CALinnovates Welcomes Call For Fresh Look at Online Consumer Privacy Rules

By Tim Sparapani

Innovators and startups welcome the news that policymakers are taking a fresh look at how to protect consumers’ privacy online.  While the headlines may try to spin this as just another partisan food fight, in truth it’s an incredibly important opportunity to restore balance and clarity to consumer privacy rules in the online ecosystem.
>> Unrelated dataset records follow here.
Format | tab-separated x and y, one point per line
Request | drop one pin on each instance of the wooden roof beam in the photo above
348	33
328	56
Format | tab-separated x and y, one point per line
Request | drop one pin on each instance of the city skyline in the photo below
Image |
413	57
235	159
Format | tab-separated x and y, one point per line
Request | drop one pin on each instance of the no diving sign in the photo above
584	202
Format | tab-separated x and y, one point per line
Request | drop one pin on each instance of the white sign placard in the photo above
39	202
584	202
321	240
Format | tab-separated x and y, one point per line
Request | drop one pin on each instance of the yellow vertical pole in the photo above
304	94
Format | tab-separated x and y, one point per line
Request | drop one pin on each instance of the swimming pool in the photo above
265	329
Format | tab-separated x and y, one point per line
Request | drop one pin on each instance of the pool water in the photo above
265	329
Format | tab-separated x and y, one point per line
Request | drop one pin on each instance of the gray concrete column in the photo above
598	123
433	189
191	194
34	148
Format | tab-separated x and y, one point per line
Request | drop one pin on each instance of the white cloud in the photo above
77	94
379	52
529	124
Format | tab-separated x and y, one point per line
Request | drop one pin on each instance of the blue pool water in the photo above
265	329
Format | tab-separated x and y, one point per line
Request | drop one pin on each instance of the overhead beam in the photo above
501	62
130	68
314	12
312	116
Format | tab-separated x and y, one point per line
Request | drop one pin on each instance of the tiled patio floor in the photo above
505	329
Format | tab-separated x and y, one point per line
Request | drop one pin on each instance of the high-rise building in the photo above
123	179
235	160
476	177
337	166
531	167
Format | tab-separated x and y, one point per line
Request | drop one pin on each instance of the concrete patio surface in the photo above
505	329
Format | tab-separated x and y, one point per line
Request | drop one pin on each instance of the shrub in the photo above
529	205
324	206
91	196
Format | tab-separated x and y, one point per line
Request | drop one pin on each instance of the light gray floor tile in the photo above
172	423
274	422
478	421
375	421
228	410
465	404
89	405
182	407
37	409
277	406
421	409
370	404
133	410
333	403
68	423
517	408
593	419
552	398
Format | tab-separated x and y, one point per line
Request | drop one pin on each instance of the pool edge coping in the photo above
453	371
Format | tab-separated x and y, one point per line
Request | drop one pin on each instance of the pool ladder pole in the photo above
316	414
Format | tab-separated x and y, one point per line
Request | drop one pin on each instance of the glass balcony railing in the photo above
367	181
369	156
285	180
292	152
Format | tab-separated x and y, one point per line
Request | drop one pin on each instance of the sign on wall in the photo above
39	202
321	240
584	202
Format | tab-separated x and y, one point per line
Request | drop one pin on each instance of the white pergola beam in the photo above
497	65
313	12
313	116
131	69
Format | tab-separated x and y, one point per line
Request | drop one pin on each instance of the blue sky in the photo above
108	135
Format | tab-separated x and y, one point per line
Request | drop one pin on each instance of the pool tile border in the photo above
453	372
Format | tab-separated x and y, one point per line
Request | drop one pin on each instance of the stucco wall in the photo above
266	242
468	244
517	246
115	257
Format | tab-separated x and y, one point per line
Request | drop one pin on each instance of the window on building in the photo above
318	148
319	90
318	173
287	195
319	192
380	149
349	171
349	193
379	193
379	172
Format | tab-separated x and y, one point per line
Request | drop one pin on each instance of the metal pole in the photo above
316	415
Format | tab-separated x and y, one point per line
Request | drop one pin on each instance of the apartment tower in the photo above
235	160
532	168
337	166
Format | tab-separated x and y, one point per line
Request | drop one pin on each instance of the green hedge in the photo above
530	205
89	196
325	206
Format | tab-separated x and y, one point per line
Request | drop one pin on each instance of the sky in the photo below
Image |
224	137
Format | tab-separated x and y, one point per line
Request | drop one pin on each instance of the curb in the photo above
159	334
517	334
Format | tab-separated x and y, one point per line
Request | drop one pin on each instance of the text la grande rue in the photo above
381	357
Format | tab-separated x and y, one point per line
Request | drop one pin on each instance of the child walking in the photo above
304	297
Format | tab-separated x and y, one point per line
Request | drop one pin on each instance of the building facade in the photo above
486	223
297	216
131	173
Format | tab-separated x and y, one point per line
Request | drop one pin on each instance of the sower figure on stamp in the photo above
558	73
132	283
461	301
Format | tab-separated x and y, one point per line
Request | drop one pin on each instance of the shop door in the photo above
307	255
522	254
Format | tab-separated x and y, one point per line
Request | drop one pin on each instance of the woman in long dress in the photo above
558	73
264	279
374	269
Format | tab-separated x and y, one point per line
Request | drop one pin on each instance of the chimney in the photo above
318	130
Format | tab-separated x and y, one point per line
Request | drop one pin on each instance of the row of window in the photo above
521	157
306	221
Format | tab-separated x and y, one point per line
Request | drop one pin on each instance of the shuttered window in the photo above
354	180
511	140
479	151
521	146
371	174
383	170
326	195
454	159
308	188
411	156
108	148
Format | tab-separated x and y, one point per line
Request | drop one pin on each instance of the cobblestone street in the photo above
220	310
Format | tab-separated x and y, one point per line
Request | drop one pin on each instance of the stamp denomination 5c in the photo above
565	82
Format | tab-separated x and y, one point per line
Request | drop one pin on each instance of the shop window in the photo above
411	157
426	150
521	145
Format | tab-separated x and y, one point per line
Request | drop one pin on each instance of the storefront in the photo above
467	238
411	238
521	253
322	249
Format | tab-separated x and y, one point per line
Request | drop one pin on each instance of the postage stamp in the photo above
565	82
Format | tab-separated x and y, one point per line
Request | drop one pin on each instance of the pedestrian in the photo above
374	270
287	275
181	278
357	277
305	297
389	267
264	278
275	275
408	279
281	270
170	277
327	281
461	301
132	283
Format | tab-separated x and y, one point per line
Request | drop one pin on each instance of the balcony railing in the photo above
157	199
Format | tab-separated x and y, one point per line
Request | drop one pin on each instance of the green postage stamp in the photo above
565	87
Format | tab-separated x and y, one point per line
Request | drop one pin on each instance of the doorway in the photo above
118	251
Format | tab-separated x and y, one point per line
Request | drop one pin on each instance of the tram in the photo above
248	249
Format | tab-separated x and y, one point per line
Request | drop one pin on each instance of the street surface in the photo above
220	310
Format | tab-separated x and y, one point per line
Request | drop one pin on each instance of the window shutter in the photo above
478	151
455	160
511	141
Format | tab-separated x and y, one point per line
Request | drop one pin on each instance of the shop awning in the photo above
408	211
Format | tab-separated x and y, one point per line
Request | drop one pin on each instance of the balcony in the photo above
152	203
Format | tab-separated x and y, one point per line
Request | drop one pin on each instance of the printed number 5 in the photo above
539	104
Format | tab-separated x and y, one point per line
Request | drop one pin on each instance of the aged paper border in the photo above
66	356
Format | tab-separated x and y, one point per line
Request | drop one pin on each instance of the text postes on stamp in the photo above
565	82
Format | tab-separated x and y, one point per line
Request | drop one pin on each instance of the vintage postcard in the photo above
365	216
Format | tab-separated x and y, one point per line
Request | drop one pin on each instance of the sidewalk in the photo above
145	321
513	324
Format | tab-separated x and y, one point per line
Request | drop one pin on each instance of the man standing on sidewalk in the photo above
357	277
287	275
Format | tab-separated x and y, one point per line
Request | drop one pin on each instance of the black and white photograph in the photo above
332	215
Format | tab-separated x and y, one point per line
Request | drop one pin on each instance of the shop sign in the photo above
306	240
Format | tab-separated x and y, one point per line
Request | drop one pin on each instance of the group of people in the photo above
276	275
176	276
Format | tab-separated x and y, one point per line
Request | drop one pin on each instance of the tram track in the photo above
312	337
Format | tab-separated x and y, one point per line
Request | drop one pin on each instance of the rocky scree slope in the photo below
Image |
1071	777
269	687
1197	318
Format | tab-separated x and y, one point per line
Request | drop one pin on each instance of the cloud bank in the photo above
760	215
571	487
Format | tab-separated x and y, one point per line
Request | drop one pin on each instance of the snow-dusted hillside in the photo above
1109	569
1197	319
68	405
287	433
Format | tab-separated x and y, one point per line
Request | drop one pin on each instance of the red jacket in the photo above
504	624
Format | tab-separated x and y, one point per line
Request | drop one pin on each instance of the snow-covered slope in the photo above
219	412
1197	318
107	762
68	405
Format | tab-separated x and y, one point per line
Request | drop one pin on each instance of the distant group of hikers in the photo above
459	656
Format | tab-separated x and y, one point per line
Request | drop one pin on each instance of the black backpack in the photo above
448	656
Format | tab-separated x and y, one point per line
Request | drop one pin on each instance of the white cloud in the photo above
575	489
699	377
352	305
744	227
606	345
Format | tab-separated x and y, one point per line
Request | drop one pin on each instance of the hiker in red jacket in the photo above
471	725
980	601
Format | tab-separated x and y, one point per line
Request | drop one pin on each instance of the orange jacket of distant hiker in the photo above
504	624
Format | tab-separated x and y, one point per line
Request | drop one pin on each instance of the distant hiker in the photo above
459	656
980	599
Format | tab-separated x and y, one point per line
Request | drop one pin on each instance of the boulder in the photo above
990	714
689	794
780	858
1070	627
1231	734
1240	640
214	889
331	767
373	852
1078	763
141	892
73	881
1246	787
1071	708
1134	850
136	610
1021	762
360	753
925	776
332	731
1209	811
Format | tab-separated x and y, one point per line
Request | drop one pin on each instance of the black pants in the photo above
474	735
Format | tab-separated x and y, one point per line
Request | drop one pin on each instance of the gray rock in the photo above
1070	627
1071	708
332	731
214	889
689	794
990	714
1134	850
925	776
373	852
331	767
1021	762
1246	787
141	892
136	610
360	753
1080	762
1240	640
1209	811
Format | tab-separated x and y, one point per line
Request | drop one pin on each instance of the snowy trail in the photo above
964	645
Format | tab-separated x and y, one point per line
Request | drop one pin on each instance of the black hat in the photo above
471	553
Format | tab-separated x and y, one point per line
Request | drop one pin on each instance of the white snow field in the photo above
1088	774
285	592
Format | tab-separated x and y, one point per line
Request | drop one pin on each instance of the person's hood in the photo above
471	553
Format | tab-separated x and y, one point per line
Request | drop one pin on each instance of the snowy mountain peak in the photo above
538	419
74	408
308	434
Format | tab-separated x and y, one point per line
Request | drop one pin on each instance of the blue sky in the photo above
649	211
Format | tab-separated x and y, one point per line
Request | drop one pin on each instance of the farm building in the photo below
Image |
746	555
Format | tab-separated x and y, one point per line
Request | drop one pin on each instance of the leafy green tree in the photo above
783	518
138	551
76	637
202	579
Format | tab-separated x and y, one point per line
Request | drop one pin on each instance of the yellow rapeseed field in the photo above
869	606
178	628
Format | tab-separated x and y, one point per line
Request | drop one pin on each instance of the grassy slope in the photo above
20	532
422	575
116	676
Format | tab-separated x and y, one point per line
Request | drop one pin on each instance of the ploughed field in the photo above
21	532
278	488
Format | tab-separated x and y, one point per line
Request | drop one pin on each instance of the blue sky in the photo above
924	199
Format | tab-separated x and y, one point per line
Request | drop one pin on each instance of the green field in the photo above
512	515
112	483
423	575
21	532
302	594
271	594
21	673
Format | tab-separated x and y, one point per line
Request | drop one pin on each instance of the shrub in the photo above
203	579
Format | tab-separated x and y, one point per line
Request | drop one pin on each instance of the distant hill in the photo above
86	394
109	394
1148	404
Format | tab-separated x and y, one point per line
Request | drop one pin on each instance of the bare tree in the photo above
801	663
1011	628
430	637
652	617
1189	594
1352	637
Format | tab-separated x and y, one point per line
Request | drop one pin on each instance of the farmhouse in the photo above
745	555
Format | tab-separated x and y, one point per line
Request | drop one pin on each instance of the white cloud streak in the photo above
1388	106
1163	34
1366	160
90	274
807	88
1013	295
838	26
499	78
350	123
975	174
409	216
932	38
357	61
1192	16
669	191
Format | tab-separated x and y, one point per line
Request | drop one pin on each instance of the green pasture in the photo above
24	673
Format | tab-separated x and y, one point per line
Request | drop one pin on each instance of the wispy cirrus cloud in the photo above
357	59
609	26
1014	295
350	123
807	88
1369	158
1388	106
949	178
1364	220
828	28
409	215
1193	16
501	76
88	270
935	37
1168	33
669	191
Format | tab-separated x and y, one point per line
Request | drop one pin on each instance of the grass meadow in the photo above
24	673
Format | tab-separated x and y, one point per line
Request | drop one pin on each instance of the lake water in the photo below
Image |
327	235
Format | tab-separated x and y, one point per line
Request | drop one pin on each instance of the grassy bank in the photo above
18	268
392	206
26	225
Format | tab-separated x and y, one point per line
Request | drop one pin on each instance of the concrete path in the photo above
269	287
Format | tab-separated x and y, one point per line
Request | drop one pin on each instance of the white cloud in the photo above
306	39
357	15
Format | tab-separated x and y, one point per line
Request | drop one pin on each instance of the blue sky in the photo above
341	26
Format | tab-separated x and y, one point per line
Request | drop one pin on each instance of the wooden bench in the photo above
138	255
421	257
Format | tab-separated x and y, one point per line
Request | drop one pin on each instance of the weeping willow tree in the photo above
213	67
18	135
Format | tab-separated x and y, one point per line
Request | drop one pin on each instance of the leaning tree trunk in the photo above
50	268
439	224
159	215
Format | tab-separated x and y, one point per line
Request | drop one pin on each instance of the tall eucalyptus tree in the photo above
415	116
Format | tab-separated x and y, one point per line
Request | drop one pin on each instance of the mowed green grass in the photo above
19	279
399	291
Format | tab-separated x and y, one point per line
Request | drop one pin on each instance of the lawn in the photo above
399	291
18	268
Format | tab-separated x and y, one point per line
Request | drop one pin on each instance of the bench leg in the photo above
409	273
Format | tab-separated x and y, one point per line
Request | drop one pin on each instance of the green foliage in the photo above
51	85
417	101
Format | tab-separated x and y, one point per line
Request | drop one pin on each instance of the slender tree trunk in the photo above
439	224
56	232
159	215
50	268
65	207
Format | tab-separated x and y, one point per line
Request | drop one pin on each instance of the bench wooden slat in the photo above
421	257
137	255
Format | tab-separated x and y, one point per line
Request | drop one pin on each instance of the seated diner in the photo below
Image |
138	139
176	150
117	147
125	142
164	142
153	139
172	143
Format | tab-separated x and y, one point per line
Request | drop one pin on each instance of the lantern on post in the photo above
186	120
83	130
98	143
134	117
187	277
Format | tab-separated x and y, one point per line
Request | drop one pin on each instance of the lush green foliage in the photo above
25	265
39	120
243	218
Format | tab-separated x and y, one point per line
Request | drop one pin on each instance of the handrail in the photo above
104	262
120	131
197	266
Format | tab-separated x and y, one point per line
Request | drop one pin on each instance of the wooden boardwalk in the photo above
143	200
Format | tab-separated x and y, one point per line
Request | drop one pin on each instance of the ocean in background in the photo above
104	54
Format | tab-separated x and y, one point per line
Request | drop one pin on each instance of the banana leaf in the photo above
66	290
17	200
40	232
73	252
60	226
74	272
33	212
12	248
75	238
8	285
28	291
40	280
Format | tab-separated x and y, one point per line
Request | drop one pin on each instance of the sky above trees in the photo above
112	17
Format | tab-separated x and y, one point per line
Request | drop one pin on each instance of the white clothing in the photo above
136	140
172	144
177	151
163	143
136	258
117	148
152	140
As we’ve said from the start, the privacy rules adopted late last year by the Wheeler FCC were clearly flawed and the ongoing jurisdictional tussle over privacy needs to be resolved for the benefit of consumers and companies alike. The Wheeler rules created an inconsistent, confusing patchwork, in which consumers’ private information on the internet would be protected differently depending on which servers and routers their data happened to be crossing. Yes, the exact same data would arbitrarily enjoy different levels of protection. 94% of consumers believe that all companies collecting their information online should face the same set of rules – and they’re right. The Wheeler rules break from the bipartisan FTC privacy framework that has seen the internet thrive and grow in other ways, introducing new friction and erecting confusing and unjustified new obstacles to even the most mundane uses of data any consumer would see as non-sensitive.  This kind of regulation is bad for consumers, bad for entrepreneurs, and bad for innovation.

In addition, a little known consequence of the Wheeler rules was that they jeopardized the United States’ privacy agreement with the European Union. The Privacy Shield is predicated in part on the United States having a single, lead consumer privacy agency, and the dilution of the FTC’s authority puts this agreement at risk.

We’re glad that policymakers at the FCC and in Congress will have an opportunity to review the rules again and, hopefully, correct these flaws.  A return to the FTC’s role as the lead privacy enforcer would allow innovators to do what they do best: innovate. In addition, a consistent set of rules would do well to assuage consumer advocates’ concern that gaps in enforcement would delay critical privacy actions when companies are ignoring or outright abusing their data responsibilities to their customers.